BAB 8

891 179 17
                                    

  🇩🇪 


"Emmhh..." Helena mendongakan kepalanya dan kemudian menurunkannya lagi sampai membentur meja. Theo segera mengelus-elus kepalanya perlahan dengan wajah khawatir.

"Astaga, Helena. Kepalamu nanti sakit." Tukasnya. Yang diajak bicara hanya tersenyum sedikit masih dengan gelas kecil ditangannya. Entah sudah berapa botol bir yang ia habiskan malam ini.

"Biarkan saja. Sepertinya dia bahkan tidak sadar kalau dia kesakitan." Seru Jei menenggak gelasnya lagi sambil mengobrol dengan 'perempuan baru'nya disampingnya. Mereka bercanda dan tertawa bersama. Theo hanya bisa menggeleng-gelengkan kepalanya. Diantara Helena dan Jei, dia satu-satunya yang tidak nafsu untuk minum-minum malam ini. Dia hanya khawatir pada Helena yang sudah minum lebih dari kapasitasnya. Helena biasanya hanya kuat meminum satu botol bir, tapi malam ini ia sudah meminum lebih dari tiga botol.

"Helena, kau ini sebenarnya kenapa?" tanya Theo dengan nada suara yang begitu kecil, nyaris seperti bisikan. Tanpa diduga, Helena mendengarnya dengan sangat jelas. Awalnya kepalanya masih berada di atas meja, tapi sepersekian detik kemudian ia berdiri dengan tegak dan menatap Theo. Theo melihat kearah mata Helena yang tertutup dan terbuka berulang kali.

"Dia benar-benar sudah mabuk rupanya." Theo menghela nafas panjang. Dipikirannya saat ini adalah bagaimana caranya ia dan Jei harus berbohong pada orang tua Helena dan berkata pada mereka bahwa Helena tertidur saat mengerjakan tugas kuliah bersama dirumahnya. Tidak mungkin ia membawa Helena pulang dengan keadaan mabuk parah seperti ini. Ibunya pasti akan jatuh pingsan.

"Elsie... Elsie Femellia..." Nama itu tiba-tiba keluar begitu saja dari bibir Helena. Theo menatapnya kebingungan.
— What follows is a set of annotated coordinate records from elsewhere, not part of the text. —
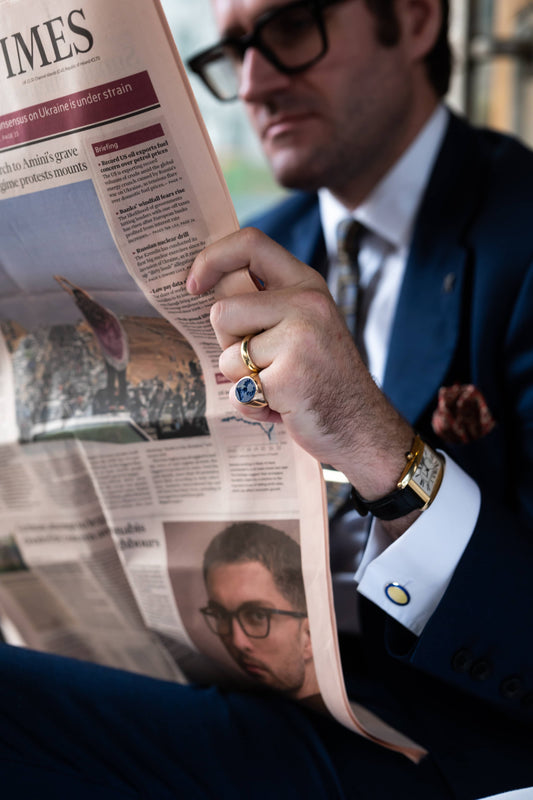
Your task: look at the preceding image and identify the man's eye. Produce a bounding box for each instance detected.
[244,608,268,625]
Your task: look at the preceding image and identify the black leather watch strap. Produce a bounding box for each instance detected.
[351,486,425,520]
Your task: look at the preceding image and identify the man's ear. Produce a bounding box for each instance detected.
[396,0,442,61]
[302,617,313,661]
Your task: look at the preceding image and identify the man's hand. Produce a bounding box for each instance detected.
[187,228,413,512]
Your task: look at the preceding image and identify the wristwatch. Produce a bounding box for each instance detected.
[351,435,444,520]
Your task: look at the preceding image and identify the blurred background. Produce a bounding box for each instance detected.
[162,0,533,222]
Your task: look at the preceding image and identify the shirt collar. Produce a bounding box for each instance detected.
[318,105,449,254]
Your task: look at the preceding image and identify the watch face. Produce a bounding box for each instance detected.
[412,447,441,497]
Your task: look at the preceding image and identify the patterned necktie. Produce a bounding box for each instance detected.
[326,217,367,520]
[335,217,368,364]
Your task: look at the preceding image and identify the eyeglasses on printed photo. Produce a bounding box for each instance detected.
[200,603,307,639]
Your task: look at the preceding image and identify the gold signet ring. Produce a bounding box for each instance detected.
[235,372,268,408]
[241,333,260,372]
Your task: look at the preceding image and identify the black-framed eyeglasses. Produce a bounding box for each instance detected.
[187,0,346,100]
[200,603,307,639]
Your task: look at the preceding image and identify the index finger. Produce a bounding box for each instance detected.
[187,228,317,294]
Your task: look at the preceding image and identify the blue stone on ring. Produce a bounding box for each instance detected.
[235,375,267,407]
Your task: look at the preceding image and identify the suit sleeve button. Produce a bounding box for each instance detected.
[500,675,524,700]
[452,647,473,672]
[470,658,492,681]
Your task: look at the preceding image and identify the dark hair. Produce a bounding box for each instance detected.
[365,0,452,97]
[203,522,307,611]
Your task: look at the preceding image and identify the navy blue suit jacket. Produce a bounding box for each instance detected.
[247,115,533,796]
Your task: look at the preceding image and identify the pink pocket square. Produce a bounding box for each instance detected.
[431,383,496,444]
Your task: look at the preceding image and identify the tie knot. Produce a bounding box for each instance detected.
[337,217,366,265]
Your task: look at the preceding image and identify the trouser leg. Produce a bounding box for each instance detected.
[0,645,450,800]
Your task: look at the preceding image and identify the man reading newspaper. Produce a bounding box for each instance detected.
[0,0,533,800]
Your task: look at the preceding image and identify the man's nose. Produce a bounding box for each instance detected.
[230,617,250,650]
[239,47,290,103]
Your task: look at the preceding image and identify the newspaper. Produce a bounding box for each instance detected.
[0,0,423,760]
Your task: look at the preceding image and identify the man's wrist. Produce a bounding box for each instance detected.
[352,435,444,521]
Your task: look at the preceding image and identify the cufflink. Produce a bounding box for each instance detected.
[385,581,411,606]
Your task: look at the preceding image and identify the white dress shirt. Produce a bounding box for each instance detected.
[319,106,481,635]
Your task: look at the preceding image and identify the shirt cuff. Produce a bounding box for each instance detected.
[355,454,481,636]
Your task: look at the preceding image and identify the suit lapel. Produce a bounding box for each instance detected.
[383,117,479,424]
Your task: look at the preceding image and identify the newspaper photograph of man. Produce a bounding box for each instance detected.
[200,522,319,699]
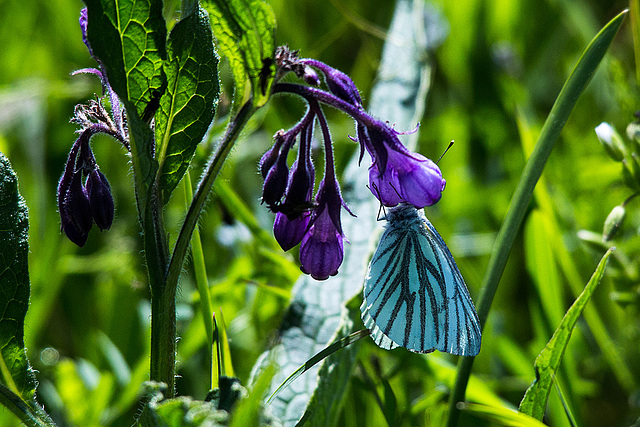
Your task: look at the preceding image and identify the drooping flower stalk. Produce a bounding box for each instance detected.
[261,48,446,280]
[58,8,129,246]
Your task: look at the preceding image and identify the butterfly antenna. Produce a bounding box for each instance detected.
[436,139,455,165]
[366,182,387,221]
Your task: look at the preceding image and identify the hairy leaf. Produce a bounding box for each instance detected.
[201,0,276,108]
[0,153,51,425]
[85,0,167,119]
[85,0,167,213]
[519,249,612,420]
[155,8,219,201]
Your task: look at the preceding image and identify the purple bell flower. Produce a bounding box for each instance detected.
[369,145,446,209]
[273,211,311,252]
[60,170,93,247]
[86,170,114,230]
[300,180,344,280]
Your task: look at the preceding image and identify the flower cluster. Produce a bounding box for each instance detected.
[260,47,445,280]
[58,9,129,246]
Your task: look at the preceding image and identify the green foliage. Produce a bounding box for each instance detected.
[155,8,219,200]
[0,0,640,426]
[87,0,167,212]
[519,250,611,421]
[87,0,167,120]
[202,0,276,109]
[0,153,50,425]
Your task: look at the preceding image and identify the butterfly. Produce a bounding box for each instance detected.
[360,204,481,356]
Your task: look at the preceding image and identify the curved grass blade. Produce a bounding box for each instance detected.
[458,402,546,427]
[519,248,613,420]
[0,153,53,426]
[447,10,627,426]
[155,7,220,202]
[201,0,276,109]
[267,329,371,404]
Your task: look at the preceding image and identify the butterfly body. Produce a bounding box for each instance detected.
[360,204,481,356]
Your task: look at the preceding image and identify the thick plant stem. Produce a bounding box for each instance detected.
[166,100,256,296]
[144,185,176,397]
[447,11,627,427]
[150,272,176,398]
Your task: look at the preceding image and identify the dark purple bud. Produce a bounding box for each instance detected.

Kenapa dengan Elsie?

"Kau menyukainya juga?" tanya Helena dengan nada yang tidak karuan. Salah satu alis Theo terangkat. Ia hanya bisa membalas pertanyaan Helena dengan "Ha?" singkat. Ia berdecak dan lagi-lagi menghela nafas panjang. "Worüber redest du. (Kau bicara apa)"

"Jawab aku, kau menyukainya juga?" tanya Helena sambil menarik dagu Theo agar lelaki itu tidak menghindari tatapannya. Theo segera melepaskan sentuhan Helena itu dan menatap perempuan yang ada dihadapannya itu lama.

"Aku suka. Siapa yang tidak suka dengan perempuan cantik. Tapi bukan suka yang seperti itu. Bukan suka seperti yang Arsel rasakan." Tukasnya menjelaskan panjang lebar. Ia bisa melihat Helena memberikan senyumnya. Dengan cepat Helena memeluk Theo. Theo hanya bisa diam ketika merasakan tubuh mereka bersatu. Helena memang seperti itu. Ia kadang manja, dan kadang bersikeras bahwa ia bisa melakukan apapun sendiri seolah-olah berkata, "Aku bukan perempuan manja! Aku bukan anak kecil lagi!" padahal apa yang dikatakannya 180 derajat berbeda dengan tingkahnya.

"Kau sebenarnya kenapa sih?" tanya Theo masih kebingungan.

"Ich bin froh das zu hören. (Aku senang mendengarnya). Iya. Kau tidak boleh menyukainya seperti Arsel. Aku tidak mau kau diambil juga. Aku juga tidak mau Elsie mengambil Jei." Theo hanya bisa menepuk-nepuk pelan punggung Helena. Sekarang ia mengerti dengan segala sikap Helena saat didekat Arsel yang terus-menerus membahas Elsie. Entah kenapa ia juga merasa bersalah karena ia dan Jei juga ikut-ikutan antusias karena melihat Arsel yang akhirnya bisa berkencan setelah seumur hidupnya melajang.

Helena masih manja seperti dulu. Dia cemburuan. Dia gampang iri. Dan dia tidak ingin apa yang telah menjadi miliknya direbut orang lain. Dia masih belum siap menghadapi hal-hal semacam itu. Dia masih belum sedewasa itu.

"Kau masih saja bertingkah seperti anak kecil." Cetus Theo. Ia segera melepaskan pelukan Helena dan memegang kedua bahunya. Perempuan dihadapannya itu masih memejamkan matanya, ia masih belum sepenuhnya sadar dan tidak mungkin sadar dalam waktu dekat ini.